Cédric Jubillar tenuto in carcere, lo sfogo dei suoi avvocati: “La giustizia insiste ostinatamente”

Questo lunedì, 4 luglio, la Corte d’Appello di Tolosa ha condiviso il suo verdetto sul rilascio di Cédric Jubillar e ha deciso di tenerlo in prigione. Una decisione del tribunale sottolineata dagli avvocati del principale sospettato nel caso…

Ancora un’altra speranza rapidamente spazzata via dalla Giustizia. Lo scorso giugno Cédric Jubillar – il principale sospettato della scomparsa della moglie Delphine – è stato ricevuto da il giudice della scarcerazione e della detenzione per ottenerne la scarcerazione. Solo, quest’ultimo aveva incontrato un rifiuto. Decisione impugnata dai suoi legali che avevano prontamente presentato ricorso. Ma quel lunedì, 4 luglio, il verdetto è finalmente caduto: la Corte d’Appello di Tolosa ha deciso ancora una volta mantenere Cedric Jubillar in prigione.

Nuovo colpo per la difesa di Cédric Jubillar. Intervistato dai nostri colleghi di Il Midi InvioMaîtres Franck, Martin e Alary hanno sottolineato fino a che punto il loro cliente è ancora ritenuto innocente delle accuse a suo carico. Come hanno poi chiarito, Cédric Jubillar “deve beneficiare della presunzione di innocenza“.”La giustizia è ostinata e questo porterà a un disastro legale. Continuiamo a combattere, senza rabbia o rassegnazione“, hanno poi chiarito.

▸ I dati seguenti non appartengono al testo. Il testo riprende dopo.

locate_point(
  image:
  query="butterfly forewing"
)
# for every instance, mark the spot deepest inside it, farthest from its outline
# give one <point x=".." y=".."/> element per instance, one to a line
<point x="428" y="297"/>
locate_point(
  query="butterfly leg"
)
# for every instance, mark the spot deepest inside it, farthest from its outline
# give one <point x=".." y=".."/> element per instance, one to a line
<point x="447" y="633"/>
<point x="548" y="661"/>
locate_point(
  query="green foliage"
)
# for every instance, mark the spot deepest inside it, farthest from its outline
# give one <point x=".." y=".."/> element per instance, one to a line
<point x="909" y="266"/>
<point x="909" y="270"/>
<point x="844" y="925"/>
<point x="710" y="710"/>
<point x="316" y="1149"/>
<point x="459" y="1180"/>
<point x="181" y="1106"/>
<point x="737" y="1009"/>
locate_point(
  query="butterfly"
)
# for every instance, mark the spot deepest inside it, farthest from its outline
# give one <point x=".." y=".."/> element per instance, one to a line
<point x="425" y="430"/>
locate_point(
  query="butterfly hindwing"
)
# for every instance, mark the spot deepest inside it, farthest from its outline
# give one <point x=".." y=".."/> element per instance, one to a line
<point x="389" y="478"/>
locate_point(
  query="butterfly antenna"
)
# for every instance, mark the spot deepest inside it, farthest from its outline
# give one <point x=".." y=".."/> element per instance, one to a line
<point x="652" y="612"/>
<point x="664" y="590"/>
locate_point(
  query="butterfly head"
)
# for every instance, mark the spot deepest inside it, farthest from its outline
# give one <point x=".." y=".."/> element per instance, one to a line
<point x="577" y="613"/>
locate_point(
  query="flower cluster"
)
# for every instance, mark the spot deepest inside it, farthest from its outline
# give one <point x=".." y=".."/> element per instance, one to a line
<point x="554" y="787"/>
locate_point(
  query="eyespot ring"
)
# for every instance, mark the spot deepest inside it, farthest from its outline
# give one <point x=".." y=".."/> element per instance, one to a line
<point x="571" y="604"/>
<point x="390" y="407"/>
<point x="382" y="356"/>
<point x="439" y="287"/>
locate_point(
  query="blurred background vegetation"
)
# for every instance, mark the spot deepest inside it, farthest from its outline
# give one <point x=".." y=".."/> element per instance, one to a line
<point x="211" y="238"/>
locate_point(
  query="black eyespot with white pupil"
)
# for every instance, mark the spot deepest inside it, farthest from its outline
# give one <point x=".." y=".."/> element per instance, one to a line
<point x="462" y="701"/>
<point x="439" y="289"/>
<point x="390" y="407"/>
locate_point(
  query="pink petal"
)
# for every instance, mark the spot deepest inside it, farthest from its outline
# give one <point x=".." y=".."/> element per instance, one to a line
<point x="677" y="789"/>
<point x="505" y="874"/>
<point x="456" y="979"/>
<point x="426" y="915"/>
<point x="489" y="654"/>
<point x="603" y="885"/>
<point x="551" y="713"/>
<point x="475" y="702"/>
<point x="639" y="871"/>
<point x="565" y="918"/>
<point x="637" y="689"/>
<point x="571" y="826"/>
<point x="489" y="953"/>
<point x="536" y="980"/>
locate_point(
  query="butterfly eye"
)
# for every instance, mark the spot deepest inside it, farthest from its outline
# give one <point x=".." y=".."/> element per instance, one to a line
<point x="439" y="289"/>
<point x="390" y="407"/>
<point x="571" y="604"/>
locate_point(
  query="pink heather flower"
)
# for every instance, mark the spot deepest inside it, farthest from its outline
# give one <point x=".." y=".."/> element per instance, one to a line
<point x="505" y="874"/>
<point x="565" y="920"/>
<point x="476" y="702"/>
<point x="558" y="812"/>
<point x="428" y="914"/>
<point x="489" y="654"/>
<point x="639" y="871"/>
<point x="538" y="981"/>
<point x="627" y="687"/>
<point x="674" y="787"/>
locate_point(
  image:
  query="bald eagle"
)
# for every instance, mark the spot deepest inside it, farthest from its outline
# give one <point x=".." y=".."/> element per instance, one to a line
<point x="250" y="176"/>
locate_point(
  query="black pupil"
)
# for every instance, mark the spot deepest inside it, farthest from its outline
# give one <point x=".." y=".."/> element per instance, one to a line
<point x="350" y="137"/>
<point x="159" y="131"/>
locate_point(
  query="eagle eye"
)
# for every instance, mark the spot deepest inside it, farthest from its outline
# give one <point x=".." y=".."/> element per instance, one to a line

Gli avvocati di Cédric Jubillar restano determinati a farlo rilasciare

Sebbene siano state avviate recenti ricerche a Cagnac-les-Mines al fine di trovare il corpo di Delphine Jubillar, il caso resta fermo per gli avvocati di Cédric. In diverse dichiarazioni, quest’ultimo non solo ha deplorato la mancanza di prove che incriminano il proprio cliente, ma anche il fatto che sia ancora dietro le sbarre. “Continueremo la nostra lotta e il nostro cliente sarà esonerato“, avevano indicato a Il Midi Invio il 28 giugno.

Un’implacabilità che aveva sottolineato anche Maître Jean-Baptiste Alary Gala.fr, il 23 giugno. “Quello che mi aspetto è da un lato: che la giustizia si assuma le sue responsabilità e che i giudici abbiano il coraggio di dire a se stessi che questo dossier deve essere trattato a lungo termine“, aveva riferito, prima di proseguire: “Quella ricerca deve essere svolta mentre Cédric Jubillar è libero. È quello che sto aspettando! Lo stiamo aspettando. Allora la verità verrà fuori, ma oggi dobbiamo rispettare la presunzione di innocenza e rispettare il fatto che in questo paese il principio è la libertà e la detenzione è l’eccezione.”